Rather, Miami appears likely to again set its sights on solidifying its center field vacancy this offseason. That didn’t transpire last year, and the team instead relied entirely on in-house options — most of whom were corner outfielders that were clearly miscast in center. Jesus Sanchez, former top prospect JJ Bleday and Bryan De La Cruz all logged significant time in center, but none of that trio drew particularly strong defensive grades for their efforts there.
Looking ahead to 2023, Miami will have to hope for better results from Avisail Garcia in one corner outfield spot and could again look to the trio of Sanchez, Bleday and De La Cruz as outfield components — though this time more likely in whichever corner is not occupied by Garcia. Jackson writes within his column that the bulk of Jorge Soler’s playing time will likely come at designated hitter next season, so he looks like an occasional outfield option, at best.
While center field is perhaps the most obvious area of need, Miami could also use upgrades at a variety of positions. Third base seems like another possible focus, and Miami lacks an obvious first baseman aside from Garrett Cooper, who’s been a candidate to be traded himself dating back to the deadline.
Of course, most fans salivate over the mere notion of 2022 NL Cy Young winner Sandy Alcantara being made available in a trade, but with four years remaining on an affordable contract, there’s little to no hope of such a scenario actually transpiring. Alcantara is a veritable lock to be Miami’s Opening Day starter in 2023, and if Lopez isn’t traded, he’ll presumably slot into the second spot in the rotation. The Marlins will also lean on a resurgent Jesus Luzardo and hard-throwing righty Edward Cabrera — a longtime top prospect who broke out with a 3.01 ERA in 14 starts last year.

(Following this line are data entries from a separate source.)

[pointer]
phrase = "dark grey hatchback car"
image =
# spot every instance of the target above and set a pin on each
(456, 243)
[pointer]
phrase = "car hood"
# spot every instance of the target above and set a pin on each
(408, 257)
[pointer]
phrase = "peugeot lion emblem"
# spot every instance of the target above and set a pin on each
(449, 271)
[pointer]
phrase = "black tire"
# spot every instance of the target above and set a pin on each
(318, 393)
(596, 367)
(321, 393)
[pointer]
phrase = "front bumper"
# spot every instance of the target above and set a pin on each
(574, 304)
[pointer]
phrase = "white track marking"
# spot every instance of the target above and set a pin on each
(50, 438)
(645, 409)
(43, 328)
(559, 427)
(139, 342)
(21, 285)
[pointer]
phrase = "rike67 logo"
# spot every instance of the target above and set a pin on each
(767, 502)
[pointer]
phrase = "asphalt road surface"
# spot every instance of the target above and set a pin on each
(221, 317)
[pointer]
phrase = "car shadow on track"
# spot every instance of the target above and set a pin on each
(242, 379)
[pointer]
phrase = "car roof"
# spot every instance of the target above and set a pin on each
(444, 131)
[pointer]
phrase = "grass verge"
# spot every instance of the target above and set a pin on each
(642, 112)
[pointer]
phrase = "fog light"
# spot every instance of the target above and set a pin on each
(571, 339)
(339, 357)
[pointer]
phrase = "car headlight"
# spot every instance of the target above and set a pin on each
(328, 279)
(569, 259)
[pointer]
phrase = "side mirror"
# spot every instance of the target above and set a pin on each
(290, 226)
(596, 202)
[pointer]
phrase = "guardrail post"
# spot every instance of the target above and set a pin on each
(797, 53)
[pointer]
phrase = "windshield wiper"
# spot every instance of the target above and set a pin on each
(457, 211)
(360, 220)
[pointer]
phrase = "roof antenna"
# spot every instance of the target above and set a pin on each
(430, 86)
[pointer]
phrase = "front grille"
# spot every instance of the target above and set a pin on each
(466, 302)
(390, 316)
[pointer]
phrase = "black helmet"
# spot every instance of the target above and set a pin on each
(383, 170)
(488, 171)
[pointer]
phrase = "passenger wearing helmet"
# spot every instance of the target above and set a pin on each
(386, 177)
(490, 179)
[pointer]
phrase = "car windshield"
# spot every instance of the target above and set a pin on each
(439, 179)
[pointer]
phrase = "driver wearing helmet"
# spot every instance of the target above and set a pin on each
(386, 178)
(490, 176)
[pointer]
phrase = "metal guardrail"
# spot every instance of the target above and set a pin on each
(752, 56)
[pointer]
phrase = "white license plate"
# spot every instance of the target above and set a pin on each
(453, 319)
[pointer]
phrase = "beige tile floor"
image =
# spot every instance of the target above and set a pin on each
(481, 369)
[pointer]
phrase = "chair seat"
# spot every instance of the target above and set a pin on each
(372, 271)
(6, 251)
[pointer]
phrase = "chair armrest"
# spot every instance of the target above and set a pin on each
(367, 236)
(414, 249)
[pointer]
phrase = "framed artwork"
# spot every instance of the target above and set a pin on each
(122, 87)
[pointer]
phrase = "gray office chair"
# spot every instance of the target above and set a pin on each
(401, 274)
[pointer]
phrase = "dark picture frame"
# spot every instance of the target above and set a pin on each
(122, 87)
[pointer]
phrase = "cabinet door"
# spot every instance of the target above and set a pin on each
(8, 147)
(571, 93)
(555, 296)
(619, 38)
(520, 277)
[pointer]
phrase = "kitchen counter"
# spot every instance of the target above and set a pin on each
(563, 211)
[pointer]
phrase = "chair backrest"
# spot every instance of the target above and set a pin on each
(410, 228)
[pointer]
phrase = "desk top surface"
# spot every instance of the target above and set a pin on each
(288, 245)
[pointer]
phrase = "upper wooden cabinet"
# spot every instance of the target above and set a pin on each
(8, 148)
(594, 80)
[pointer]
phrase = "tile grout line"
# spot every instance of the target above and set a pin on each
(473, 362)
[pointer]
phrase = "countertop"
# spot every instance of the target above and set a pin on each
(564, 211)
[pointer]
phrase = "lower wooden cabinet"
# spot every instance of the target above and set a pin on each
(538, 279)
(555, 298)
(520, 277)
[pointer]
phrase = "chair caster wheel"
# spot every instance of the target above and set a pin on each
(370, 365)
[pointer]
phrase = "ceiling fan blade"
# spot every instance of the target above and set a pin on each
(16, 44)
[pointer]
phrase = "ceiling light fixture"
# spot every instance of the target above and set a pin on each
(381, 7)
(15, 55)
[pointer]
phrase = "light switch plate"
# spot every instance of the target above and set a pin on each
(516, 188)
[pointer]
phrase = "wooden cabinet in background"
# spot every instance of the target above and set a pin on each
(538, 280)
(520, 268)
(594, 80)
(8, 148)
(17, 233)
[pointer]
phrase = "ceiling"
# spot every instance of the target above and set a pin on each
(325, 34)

Rogers and fellow southpaw Braxton Garrett are the favorites to occupy the fifth spot in the rotation, particularly with top prospects Max Meyer (Tommy John), Jake Eder (Tommy John) and Sixto Sanchez (shoulder) all recovering from surgery. Right-hander Eury Perez reached Double-A at just 19 years of age in 2023 and could be another rotation option before long; he’s widely considered to be among the ten best prospects in all of baseball and, unsurprisingly, is considered squarely off the table (as is the case with Alcantara), per Jackson’s report.